Banks to handle bursaries

 

The government is so determined about this move that authorites intend putting it into practice by the end of this financial year. The Minister of Education and Skills Development, Pelonomi Venson Moitoi said this in Parliament when presenting her Ministry's Committee of Supply speech on Monday afternoon.

The decision to transfer the issuing of bursaries to the local banks comes at a time when the Education Ministry is struggling to track thousands of students to repay their loans.

The Minister Venson-Moitoi says now government has adopted one of the recommendations that calls for outsourcing of student sponsorship management to existing financial institutions, adding that her ministry has started working on the implementation plan for this.

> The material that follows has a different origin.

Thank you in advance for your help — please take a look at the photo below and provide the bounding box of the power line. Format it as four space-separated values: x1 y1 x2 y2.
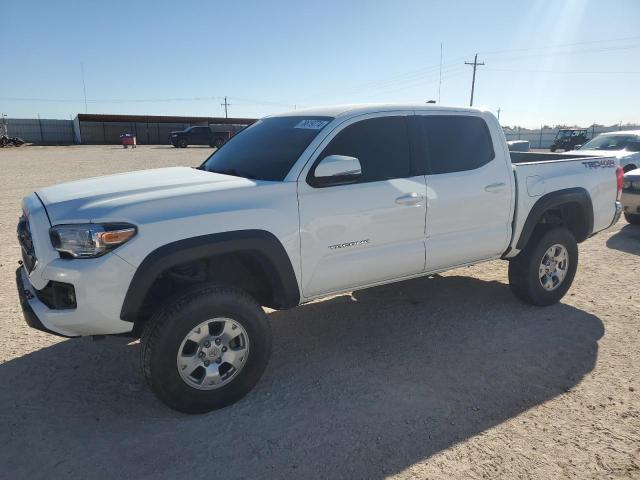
484 67 640 74
465 54 485 107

She says her ministry is currently working closely with PEEPA on the feasibility study for the proposed outsourcing exercise, adding that a report on the outcome of the study should be ready for approval by May, 2011 and outsourcing completed by end of this financial year.

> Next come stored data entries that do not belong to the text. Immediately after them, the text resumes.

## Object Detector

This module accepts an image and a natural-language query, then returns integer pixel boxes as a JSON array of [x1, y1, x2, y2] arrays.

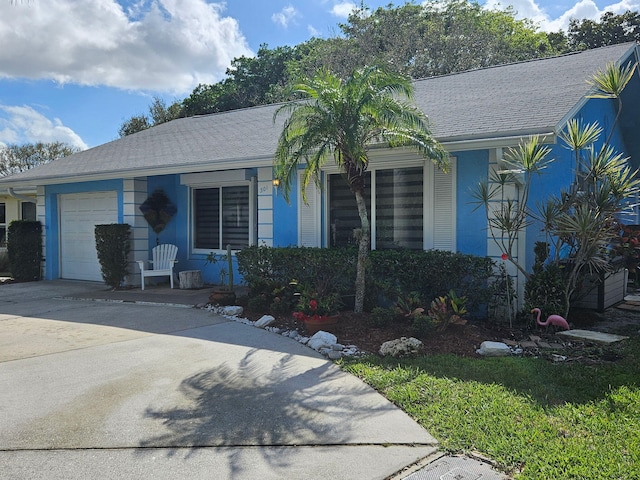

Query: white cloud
[[331, 2, 356, 18], [0, 0, 253, 94], [0, 105, 88, 150], [485, 0, 640, 32], [272, 5, 300, 28], [307, 24, 322, 37]]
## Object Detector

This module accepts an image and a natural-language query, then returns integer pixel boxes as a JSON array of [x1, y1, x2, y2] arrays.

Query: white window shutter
[[432, 158, 456, 251], [298, 172, 321, 247]]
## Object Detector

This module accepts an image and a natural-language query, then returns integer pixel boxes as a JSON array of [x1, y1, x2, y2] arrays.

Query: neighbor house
[[0, 188, 36, 252], [1, 43, 638, 301]]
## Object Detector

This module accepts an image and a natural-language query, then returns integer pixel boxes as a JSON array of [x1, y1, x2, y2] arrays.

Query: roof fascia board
[[0, 133, 558, 188], [441, 132, 557, 152], [0, 155, 274, 187]]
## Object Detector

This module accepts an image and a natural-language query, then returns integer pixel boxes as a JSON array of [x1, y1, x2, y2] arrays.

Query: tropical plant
[[273, 66, 448, 313], [292, 287, 342, 320], [472, 62, 640, 317], [427, 289, 468, 332]]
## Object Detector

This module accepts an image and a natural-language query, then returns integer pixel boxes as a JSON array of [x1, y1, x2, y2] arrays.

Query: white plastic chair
[[136, 244, 178, 290]]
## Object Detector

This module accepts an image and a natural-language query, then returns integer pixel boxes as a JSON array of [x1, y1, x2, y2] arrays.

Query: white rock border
[[203, 305, 366, 360]]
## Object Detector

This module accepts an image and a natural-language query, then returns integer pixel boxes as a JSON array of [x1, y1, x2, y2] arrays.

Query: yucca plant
[[472, 62, 640, 317]]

In 2009 Mmegi quoted Ministry of Education officials saying they had failed to recover loans from students because they had not kept proper records at the time it was estimated that government was owed over P300,000,000 by graduates.

Some Ministry of Education employees have in the past also been accused of colluding with some tertiary institutions so they get a lot of money from government by sponsoring ghost students, while cases of favouritism and corruption at the Department of Student Placement and Welfare, which deals with bursaries, are rife. 

Since 2008 investigators from the Directorate on Corruption and Economic Crime (DCEC) have been camping at the Ministry Headquarters investigating cases of corruption involving department of student placement officials, leading to a good number of them being suspended.